Ailbhe Curran, a teacher in Gaelscoil na Laochra, Birr
A Birr teacher has been has been awarded over €5,000 in funding from the Creative Schools Programme.
Ailbhe Curran, a native of Nenagh, Co. Tipperary, is a doctoral student at Mary Immaculate College (MIC). She has previously completed an MA in Education and the Arts at MIC. She is now a mainstream class teacher and Deputy Principal at Gaelscoil na Laochra in Birr.
The funding comes under the Creative Schools programme, a flagship initiative of the Creative Ireland Programme which aims to put the arts and creativity at the heart of children and young peoples’ lives.
As part of the programme, Ailbhe will be working as the school Creative Coordinator in partnership with a Creative Associate to develop and implement a child-centered creative school plan which supports the development of pupils’ imagination and creativity.

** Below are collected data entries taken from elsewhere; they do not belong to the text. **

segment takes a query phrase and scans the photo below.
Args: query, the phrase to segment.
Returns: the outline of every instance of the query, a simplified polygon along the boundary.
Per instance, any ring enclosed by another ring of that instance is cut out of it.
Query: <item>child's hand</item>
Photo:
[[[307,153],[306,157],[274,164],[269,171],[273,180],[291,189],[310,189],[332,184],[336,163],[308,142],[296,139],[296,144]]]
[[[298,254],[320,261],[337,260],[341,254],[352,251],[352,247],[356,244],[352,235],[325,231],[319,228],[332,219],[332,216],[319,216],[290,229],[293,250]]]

Speaking after being awarded the funding, Ailbhe said: "I am really looking forward to working on the programme with my Creative Associate over the next two years and the new insights and perspectives that involvement in such a project will bring to my studies. As Deputy Principal, I also hope that the project will allow the opportunity for school management to reflect on ways in which teachers and school leaders can further utilise creativity within their own practice. This will be a wonderful opportunity for the students and the whole school community to fully embrace the arts and creativity in our everyday lives."

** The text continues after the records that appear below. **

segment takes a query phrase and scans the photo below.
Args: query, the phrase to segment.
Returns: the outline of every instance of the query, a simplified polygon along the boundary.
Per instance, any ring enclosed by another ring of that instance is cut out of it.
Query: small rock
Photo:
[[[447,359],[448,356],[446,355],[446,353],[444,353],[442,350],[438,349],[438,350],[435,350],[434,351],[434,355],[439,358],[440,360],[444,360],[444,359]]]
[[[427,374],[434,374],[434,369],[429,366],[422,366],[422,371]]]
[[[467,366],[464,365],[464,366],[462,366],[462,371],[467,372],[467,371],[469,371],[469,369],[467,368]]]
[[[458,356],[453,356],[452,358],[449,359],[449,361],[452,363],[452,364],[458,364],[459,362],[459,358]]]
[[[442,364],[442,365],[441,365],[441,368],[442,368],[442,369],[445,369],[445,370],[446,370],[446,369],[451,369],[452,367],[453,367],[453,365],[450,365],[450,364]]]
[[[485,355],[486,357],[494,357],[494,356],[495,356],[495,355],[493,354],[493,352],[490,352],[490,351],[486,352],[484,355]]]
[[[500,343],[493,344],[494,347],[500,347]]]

Ailbhe also pointed to an extract from her successful funding proposal which ties the school’s motto with the aim of the programme: “Our school's motto is 'Doras Feasa Fiafraí' which translates as 'The Door to Knowledge is to Question'.

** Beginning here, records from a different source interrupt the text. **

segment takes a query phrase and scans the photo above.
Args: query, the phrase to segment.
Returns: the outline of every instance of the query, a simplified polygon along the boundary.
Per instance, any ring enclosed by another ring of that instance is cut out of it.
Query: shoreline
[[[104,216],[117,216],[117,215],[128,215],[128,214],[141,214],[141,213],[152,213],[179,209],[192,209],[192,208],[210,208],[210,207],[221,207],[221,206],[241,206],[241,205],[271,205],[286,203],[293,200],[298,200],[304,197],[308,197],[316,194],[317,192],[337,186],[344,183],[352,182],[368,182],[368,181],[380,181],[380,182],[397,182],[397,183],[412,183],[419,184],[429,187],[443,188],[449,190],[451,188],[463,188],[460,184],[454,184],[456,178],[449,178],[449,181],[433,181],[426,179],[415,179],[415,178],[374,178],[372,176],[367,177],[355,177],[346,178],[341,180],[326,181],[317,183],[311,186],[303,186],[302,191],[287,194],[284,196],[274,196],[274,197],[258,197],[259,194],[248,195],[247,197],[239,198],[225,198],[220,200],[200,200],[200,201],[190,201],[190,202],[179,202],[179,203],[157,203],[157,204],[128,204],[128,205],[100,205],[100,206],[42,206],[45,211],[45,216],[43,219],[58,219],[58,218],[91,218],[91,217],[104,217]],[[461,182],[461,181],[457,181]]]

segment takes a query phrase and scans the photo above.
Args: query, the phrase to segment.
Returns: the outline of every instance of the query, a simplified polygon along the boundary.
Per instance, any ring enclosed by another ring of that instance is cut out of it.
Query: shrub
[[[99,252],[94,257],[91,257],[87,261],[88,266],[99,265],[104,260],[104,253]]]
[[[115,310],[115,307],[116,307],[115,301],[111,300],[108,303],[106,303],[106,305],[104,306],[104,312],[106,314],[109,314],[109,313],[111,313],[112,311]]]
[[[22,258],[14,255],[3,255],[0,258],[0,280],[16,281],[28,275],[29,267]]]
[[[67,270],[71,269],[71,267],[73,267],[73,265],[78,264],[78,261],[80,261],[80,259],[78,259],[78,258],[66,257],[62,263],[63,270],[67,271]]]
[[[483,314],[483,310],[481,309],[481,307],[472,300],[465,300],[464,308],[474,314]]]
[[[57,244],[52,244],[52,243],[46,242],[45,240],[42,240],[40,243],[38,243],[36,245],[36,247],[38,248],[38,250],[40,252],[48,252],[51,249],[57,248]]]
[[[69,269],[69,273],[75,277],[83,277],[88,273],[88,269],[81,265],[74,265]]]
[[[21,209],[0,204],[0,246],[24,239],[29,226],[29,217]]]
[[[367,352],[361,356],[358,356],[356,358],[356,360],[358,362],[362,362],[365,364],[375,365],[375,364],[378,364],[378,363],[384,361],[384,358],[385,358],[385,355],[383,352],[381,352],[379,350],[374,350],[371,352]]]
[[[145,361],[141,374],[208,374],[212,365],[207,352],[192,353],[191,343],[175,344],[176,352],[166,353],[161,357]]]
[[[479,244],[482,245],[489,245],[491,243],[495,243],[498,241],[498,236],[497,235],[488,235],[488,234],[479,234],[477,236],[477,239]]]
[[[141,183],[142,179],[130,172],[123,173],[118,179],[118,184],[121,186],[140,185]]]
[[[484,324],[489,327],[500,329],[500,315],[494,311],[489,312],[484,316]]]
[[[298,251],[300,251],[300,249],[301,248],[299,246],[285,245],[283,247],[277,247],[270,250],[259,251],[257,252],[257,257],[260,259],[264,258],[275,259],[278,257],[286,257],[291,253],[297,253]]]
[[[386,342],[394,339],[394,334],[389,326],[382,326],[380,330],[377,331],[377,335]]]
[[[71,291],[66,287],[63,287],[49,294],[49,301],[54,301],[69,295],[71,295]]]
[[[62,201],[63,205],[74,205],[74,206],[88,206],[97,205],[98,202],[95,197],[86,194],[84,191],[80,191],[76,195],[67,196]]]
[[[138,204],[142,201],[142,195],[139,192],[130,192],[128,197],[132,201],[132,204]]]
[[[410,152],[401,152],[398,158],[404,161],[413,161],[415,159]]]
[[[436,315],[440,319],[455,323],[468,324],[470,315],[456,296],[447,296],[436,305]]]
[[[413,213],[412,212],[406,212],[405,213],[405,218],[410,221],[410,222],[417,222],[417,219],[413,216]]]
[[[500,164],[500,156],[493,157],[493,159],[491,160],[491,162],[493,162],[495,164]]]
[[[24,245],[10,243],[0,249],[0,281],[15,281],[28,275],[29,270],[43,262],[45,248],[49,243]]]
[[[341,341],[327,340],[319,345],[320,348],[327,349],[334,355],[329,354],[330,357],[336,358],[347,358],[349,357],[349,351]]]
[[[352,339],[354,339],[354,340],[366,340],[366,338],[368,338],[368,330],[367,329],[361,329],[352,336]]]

"As a school, we want to guide our students on a journey of questioning, experimentation, creation and re-creation so that we can discover how to take our collective creative capacity to new heights. Through this project, we hope to use our focus on creative practice, and the arts in particular, in three key ways: to promote diversity and inclusion; to promote wellbeing and build connections; and to support the development of critical thinking and problem-solving skills across all curricular areas.”